For many people, maps are still conceived as two-dimensional graphic representations of spatial arrangements, printed or drawn on paper, included in a book, posted against a wall or, more recently, seen on a computer or smartphone screen. From this perspective, maps remain static documents, offering a range of lifeless geodata such as landscape objects (buildings, rivers, roads, mountains, swamps, etc.), surface areas (parcels of land, parishes, communes, cities, states, continents, etc.) and/or their thematic attributes (population densities, outbreak of diseases, levels of education, etc.). The function of maps is limited to location (what is where) and the physical space of the representation (printed or digital) only serves as a receptacle or repository for information. For their part, cartographers tended, and still tend, to map stable phenomena to endow their products with ‘greater longevity if not greater utility,’ and also to shift ‘the burden of dealing with environmental temporality’ to the map users. In other words, ‘[b]y making maps of relatively static features, cartographers may simplify their job, but they largely ignore the fact that time is a vital part of the map user's world.’ As a result of this limited and limiting notion of maps, both movement and temporality are put in the background, stripping cartographic representations of their temporal depth, spatial dynamicity, and, equally important, of their potential and power as storytelling devices.

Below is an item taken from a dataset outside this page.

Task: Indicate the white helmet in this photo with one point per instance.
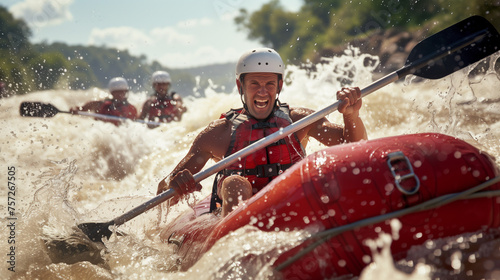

However, many old and new maps provide far more than just a static representation of spatial arrangements. Numerous examples of maps present narratives (e.g. wars and sieges, natural disasters, building campaigns, and miraculous events) and movement (e.g. traffic flows, pilgrimages, migration patterns, discoveries, weather changes, and trade routes). They visualize a particular (hi)story that happened ‘in’ the mapped landscape or territory, and spread the news of one or more events; they show the directions, extent, and importance of flows of people, goods, physical phenomena, or societal trends. In addition, their production and consumption is always connected to flows of material and intellectual resources.